Structure of extensions arising in Lie approximation of connected groups

Question

My imperfect understanding is that, by the work of various authors (Gleason, Yamabe, Montgomery, Zippin ...), the following result is known:

Let $G$ be a connected, locally compact, Hausdorff group, and let $U$ be an open neighbourhood of the identity in $G$. Then $G$ has a compact normal subgroup K satisfying $K\subseteq U$, such that the quotient $L=G/K$ is a (connected) Lie group.

I'm aware this isn't the sharpest version, which relates to what I am about to ask.

Suppose we are given a compact group $K$ and a connected Lie group $L$. Has there been any work to investigate what possible extensions $K\to G \to L$ can arise, with $G$ connected and all homomorphisms being continuous with closed range? What if we require $K$ to be "small" in $G$ in the sense of the Lie approximation theorem above?

I'd be happy with suggestions of places to look in the literature.

A related question, which might have an easy answer (I am not very experienced in the structure theory of locally compact groups):

What is a good example to have in mind, of a connected l.c.h. group $G$ that does not admit any semidirect product decomposition $G\cong K \rtimes L$ where $K$ is compact and $L$ is Lie?

Answer 1

For $G$ a topological group denote $G^\circ$ its unit component.

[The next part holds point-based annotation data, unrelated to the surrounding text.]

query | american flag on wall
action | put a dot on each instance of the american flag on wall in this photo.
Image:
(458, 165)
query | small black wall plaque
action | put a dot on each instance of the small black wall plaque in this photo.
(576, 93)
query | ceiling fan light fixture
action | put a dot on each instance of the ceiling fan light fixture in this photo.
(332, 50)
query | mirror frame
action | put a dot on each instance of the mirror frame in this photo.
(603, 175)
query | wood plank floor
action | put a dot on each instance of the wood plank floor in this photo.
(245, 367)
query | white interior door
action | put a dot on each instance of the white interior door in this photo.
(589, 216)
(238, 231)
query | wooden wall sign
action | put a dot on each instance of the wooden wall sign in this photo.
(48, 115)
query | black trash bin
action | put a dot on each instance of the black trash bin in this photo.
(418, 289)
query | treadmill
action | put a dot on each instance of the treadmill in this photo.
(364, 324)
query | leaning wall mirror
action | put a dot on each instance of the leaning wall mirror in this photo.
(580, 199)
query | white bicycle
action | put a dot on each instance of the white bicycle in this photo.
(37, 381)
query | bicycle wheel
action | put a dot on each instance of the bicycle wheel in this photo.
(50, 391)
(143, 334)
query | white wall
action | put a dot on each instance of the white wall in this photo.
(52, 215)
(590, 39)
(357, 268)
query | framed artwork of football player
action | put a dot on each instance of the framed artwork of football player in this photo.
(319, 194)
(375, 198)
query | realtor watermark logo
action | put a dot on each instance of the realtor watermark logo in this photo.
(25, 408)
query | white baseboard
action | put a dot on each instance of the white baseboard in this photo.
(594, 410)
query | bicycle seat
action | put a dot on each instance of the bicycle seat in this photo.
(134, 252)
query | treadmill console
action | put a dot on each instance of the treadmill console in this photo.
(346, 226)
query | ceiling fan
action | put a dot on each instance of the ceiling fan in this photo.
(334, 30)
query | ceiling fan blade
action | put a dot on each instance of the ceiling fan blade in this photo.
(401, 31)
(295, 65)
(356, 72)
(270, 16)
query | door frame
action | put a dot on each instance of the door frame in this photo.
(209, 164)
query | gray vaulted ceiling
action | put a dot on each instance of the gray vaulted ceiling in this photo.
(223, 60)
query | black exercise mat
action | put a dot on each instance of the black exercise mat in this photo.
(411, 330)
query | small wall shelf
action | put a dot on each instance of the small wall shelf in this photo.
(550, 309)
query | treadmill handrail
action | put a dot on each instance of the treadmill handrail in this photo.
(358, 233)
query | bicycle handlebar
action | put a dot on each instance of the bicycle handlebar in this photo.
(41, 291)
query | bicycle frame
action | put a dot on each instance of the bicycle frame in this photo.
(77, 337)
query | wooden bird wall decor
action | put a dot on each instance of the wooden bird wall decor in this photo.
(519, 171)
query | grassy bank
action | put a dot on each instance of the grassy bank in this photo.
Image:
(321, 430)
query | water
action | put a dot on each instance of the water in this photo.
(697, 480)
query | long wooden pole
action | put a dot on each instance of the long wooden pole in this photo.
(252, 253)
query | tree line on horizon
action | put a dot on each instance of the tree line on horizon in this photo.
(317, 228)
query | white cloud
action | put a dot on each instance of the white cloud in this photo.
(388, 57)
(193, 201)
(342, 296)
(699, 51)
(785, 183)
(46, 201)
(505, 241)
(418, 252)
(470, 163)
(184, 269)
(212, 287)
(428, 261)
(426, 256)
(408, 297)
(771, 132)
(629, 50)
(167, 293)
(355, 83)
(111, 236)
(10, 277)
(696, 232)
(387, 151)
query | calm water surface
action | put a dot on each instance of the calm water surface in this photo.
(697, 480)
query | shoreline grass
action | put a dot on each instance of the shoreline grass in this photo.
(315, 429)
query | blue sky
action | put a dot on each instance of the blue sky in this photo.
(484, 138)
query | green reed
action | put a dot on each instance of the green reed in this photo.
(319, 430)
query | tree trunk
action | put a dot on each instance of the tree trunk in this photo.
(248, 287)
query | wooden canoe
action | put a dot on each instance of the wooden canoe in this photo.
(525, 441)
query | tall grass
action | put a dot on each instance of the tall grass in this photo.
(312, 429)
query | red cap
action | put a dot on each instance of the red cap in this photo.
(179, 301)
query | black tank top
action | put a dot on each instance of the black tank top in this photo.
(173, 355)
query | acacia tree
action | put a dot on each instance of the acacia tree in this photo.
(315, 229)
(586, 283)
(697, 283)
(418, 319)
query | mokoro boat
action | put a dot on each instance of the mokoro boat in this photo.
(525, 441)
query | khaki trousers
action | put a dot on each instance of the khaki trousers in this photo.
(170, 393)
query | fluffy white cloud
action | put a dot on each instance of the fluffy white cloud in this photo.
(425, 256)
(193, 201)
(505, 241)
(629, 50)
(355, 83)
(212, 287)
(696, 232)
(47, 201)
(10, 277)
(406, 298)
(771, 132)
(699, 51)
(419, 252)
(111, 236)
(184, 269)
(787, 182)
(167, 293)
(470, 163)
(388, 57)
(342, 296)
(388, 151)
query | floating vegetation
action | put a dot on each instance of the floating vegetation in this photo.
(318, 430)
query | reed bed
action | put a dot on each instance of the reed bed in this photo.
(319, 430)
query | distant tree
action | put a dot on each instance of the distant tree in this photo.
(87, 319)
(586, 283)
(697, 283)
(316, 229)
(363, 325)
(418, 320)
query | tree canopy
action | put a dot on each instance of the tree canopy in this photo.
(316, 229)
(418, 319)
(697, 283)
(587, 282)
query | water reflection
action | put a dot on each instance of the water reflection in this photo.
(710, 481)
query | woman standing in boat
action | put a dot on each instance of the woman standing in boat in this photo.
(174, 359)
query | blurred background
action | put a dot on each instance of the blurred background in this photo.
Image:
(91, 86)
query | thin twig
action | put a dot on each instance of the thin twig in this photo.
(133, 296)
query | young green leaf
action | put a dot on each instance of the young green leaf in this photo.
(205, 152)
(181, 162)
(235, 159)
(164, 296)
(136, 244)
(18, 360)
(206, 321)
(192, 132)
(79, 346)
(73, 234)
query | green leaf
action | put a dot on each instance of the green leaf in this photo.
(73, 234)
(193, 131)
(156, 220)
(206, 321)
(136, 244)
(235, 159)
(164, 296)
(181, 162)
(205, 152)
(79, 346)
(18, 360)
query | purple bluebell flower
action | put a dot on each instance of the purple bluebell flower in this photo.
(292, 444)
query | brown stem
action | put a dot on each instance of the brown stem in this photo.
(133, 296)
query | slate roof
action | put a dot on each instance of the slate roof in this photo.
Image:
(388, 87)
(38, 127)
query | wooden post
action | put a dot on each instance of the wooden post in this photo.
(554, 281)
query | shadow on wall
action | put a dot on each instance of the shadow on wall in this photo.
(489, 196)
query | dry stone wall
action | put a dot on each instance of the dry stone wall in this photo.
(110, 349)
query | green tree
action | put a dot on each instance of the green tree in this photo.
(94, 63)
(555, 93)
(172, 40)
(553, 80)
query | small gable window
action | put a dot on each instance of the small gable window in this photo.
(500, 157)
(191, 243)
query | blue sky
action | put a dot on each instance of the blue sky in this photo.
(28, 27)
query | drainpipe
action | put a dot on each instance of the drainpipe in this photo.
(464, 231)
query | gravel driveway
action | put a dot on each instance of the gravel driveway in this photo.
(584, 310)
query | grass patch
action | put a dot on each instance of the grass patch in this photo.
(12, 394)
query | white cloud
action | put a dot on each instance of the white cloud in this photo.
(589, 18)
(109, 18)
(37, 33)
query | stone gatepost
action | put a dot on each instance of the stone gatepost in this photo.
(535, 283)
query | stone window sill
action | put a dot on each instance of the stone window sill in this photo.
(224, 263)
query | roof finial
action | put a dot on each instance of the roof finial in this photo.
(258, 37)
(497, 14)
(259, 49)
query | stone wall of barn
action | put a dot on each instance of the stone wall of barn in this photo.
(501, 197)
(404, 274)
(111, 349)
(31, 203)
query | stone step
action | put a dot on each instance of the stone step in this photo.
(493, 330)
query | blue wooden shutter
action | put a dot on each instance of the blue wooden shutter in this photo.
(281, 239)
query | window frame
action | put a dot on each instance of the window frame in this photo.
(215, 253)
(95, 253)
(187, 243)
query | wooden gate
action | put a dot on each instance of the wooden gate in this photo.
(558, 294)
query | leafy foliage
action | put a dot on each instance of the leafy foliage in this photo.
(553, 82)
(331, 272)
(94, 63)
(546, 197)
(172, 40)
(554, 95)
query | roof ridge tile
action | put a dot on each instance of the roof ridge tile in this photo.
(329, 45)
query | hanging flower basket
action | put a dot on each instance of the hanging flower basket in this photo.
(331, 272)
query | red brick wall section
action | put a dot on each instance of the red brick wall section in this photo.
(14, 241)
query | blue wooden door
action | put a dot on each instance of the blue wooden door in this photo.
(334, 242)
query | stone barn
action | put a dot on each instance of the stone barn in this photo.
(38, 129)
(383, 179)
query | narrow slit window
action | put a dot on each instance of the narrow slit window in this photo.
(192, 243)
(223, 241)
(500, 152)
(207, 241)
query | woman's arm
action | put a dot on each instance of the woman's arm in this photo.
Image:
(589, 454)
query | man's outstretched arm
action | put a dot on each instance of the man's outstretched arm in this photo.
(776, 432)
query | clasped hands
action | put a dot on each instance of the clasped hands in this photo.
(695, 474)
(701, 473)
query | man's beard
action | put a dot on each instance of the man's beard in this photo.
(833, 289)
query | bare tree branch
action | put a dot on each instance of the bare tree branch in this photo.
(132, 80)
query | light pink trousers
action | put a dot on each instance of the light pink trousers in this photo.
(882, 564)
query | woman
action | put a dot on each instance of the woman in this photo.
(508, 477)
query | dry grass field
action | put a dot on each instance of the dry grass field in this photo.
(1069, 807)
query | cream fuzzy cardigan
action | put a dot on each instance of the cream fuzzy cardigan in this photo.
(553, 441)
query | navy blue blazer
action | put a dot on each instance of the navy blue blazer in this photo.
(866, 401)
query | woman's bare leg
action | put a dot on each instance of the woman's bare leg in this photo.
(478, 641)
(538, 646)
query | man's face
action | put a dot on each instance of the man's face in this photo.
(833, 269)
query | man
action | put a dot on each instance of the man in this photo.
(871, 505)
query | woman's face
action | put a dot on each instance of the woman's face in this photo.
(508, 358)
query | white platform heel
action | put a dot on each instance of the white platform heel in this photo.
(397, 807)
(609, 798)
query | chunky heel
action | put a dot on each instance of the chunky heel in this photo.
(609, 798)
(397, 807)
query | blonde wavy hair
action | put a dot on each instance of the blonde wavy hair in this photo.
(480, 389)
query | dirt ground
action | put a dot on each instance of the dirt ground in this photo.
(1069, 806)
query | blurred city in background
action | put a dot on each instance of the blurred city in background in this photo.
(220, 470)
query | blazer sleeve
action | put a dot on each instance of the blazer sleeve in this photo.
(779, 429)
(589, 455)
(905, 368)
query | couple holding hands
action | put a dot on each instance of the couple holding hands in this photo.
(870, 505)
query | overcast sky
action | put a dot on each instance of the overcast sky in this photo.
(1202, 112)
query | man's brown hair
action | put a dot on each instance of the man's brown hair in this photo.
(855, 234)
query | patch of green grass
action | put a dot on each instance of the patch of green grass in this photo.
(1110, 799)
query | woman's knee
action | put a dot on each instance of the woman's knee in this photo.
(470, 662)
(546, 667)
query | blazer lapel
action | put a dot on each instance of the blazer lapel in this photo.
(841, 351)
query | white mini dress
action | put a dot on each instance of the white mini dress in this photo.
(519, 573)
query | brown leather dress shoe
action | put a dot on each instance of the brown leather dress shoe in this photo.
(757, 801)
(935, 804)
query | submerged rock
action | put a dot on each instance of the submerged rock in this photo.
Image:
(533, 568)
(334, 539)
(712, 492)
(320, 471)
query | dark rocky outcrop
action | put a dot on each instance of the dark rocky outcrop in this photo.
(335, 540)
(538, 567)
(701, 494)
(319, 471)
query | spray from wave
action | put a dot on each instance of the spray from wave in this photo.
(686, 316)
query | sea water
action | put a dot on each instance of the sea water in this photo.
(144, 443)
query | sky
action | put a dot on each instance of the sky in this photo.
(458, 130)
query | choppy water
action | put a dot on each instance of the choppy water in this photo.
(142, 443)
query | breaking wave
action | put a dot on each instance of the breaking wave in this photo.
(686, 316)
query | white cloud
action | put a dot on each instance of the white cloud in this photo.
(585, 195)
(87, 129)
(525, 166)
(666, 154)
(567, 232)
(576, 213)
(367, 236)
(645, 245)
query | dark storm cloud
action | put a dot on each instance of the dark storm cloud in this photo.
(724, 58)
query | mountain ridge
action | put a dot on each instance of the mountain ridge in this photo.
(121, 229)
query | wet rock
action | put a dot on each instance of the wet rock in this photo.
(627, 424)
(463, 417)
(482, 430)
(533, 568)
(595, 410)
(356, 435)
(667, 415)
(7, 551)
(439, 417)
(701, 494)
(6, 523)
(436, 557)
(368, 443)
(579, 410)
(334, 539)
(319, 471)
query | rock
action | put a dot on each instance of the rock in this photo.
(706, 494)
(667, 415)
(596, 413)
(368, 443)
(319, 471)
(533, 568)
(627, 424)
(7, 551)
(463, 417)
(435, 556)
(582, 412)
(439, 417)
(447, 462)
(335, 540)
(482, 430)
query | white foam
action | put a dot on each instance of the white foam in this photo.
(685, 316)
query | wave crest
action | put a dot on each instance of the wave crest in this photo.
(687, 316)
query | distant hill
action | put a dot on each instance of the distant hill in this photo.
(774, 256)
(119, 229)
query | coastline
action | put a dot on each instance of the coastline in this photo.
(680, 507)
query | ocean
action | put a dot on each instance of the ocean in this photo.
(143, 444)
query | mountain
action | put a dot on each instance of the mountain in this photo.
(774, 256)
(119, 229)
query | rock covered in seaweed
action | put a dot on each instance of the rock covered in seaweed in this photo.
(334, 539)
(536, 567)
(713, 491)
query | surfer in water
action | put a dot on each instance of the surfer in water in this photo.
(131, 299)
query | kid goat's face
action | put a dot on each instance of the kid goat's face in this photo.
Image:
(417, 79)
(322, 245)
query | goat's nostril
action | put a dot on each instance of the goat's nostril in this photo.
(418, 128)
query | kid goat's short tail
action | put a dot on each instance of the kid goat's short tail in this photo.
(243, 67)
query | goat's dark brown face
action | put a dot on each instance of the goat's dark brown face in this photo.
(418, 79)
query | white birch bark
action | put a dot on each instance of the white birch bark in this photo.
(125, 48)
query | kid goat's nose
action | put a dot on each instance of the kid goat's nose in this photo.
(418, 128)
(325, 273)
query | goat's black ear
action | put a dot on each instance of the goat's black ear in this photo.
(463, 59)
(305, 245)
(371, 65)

Say that a topological group $K$ is compact-semisimple if it is compact, connected and has a dense commutator subgroup. It actually follows that $K$ is a perfect group (abstractly), and that $K$ is quotient of a (possibly infinite) product of simple compact Lie groups by a central subgroup. Moreover, for every compact connected group $K$, the commutator subgroup $[K,K]$ is closed and compact-semisimple, and moreover $K=[K,K]Z(K)$, $Z(K)$ being its center. In addition, if $K$ is compact-semisimple, then $\mathrm{Aut}(K)^\circ$ consists of inner automorphisms.

Lemma: let $K$ be a compact group with $K^\circ$ abelian. Then $\mathrm{Aut}(K)$ is totally disconnected. (The topology being the compact-open, hence, in the compact case, the topology of uniform convergence.)

Proof: if $K$ is profinite this is clear. If $K$ is abelian, then its Pontryagin dual being discrete, this is clear again. Hence, in general, $\mathrm{Aut}(K)^\circ$ acts trivially on both $K^\circ$ and $K/K^\circ$, hence each $\beta\in\mathrm{Aut}(K)^\circ$ acts as $g\mapsto gu_\beta(g)$, with $u_\beta$ some homomorphism $K\to K^\circ$ trivial on $K^\circ$; $\beta\mapsto u_\beta$ is continuous. If $L$ is the Hausdorff abelianization of $K/K^\circ$, then $\mathrm{Hom}(K/K^\circ,K^\circ)=\mathrm{Hom}(L,K^\circ)$. Again by Pontryagin duality, $\mathrm{Hom}(L,K^\circ)$ is totally disconnected. Hence by connectedness $\beta\mapsto u_\beta$ is the constant $0$. So $\mathrm{Aut}(K)^\circ=\{\mathrm{id}\}$. $\Box$

For $G$ connected locally compact group, let $W$ be a compact normal subgroup (there's a maximal one). Write $S_W=S_W(G)=[W^\circ,W^\circ]$, and let $H_W$ be its centralizer, and $W'=W\cap H_W$. Hence we can apply the lemma to $W/S_W$, and thus by connectedness of $G$, we deduce that $W/S_W$ is central in $G$. Since $S_{W'}(H)=1$), we have $W'=W\cap H_W$ central in $H_W$.

Also, since $S_W$ is compact-semisimple, by connectedness of $G$, the conjugation action is by inner automorphisms, which implies that $G=S_WH_W$. The intersection $S_WH_W$ is a central profinite subgroup of $G$.

Hence a recipe to produce all connected locally compact groups is: consider a compact-semisimple group (as above, produced as a product modulo some central subgroup), consider a connected locally compact group that is central-by-Lie, and mod out by a diagonal central profinite subgroup intersecting trivially each of the two direct factors.

Essentially, this reduces everything to an understanding of central extensions by compact kernels.